Point Austin: Beside the Point
The council continues to hold executive session discussions on the Seaholm tract and Block 21, but the buzz concerning the Downtown redevelopments hasn't yet returned to the dais. Item 27 is a resolution adopting the Thomas/Raul Alvarez Eastside revitalization project, aimed at redevelopment, including affordable housing and small business promotion from Manor Road south to Riverside.
Several of the zoning cases involve Westside historic zoning proposals, with none looking to be like the marathons that occurred last week over Dr. Fernando Loya's dentist's office in Swede Hill (a zoning dispute transformed surrealistically into a revival meeting) or the Rainey Street district rezoning, at long last, to Central Business District, on the road to high-density multiuse infill.

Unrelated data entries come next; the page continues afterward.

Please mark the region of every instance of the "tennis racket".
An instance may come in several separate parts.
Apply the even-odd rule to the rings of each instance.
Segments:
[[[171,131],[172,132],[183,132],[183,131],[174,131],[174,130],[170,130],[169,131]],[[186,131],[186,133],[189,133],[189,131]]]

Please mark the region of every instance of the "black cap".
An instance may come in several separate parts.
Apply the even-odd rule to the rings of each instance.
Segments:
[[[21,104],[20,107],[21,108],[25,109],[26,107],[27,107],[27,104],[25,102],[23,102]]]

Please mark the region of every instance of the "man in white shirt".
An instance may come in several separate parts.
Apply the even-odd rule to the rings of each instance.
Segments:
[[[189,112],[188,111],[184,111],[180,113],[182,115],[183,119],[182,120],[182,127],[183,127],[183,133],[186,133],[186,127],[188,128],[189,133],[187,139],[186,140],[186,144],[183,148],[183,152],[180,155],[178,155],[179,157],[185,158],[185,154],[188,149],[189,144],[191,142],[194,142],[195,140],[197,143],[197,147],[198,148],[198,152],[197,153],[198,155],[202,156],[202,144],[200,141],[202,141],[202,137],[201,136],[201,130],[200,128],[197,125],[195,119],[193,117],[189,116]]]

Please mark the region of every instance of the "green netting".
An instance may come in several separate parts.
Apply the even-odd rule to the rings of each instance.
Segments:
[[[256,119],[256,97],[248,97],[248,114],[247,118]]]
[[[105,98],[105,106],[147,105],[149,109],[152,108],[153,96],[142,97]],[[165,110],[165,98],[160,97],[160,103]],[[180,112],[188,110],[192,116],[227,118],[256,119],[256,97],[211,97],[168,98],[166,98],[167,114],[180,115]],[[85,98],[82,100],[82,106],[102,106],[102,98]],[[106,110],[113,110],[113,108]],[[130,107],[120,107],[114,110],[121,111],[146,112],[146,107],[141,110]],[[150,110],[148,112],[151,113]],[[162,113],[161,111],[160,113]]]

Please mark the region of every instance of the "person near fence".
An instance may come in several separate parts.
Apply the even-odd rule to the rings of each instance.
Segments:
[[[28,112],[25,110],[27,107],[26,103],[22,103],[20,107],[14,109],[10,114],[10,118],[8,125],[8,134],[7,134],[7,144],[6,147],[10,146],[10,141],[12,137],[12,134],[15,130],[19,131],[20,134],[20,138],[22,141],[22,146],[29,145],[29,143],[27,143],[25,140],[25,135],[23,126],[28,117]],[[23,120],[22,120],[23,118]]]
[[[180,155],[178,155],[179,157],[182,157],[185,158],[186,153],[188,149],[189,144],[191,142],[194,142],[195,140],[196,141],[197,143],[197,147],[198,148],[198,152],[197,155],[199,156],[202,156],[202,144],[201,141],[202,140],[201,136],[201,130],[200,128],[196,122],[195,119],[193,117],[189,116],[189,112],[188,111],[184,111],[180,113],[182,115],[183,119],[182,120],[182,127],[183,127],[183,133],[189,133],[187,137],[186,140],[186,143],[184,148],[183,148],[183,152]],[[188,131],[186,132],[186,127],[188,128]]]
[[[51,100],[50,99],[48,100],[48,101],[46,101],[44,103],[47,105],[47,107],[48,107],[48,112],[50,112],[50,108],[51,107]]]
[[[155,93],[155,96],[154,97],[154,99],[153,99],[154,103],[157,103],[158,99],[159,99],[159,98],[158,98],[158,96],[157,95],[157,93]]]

The evening's entertainment after a live music performance from "Solid Waste Services' Sergeant Bin" include a public hearing on the proposed commercial and retail design standards (still headed for Zoning and Platting Commission and Planning Commission down the line, so they will undoubtedly return). Could be diverting with lots of pretty pictures although nothing on the scale of last week, when the council heard from staff on CAMPO's 2030 Mobility Plan (run for your lives) and the city's preliminary bond needs assessment. The latter was whittled, we were told, from more than a billion dollars to a mere $800 million ("substantially more than we have the bonding capacity for" Toby Futrell). Of that, more later. And the same for Austin Police Department Chief Stan Knee's briefing on the revised Taser policy, statistically persuasive and mostly self-congratulatory: "We believe that the Taser is an effective tool in reducing situations where police officers and suspects come in violent contact, and has reduced the number of serious injuries to both officers and suspects."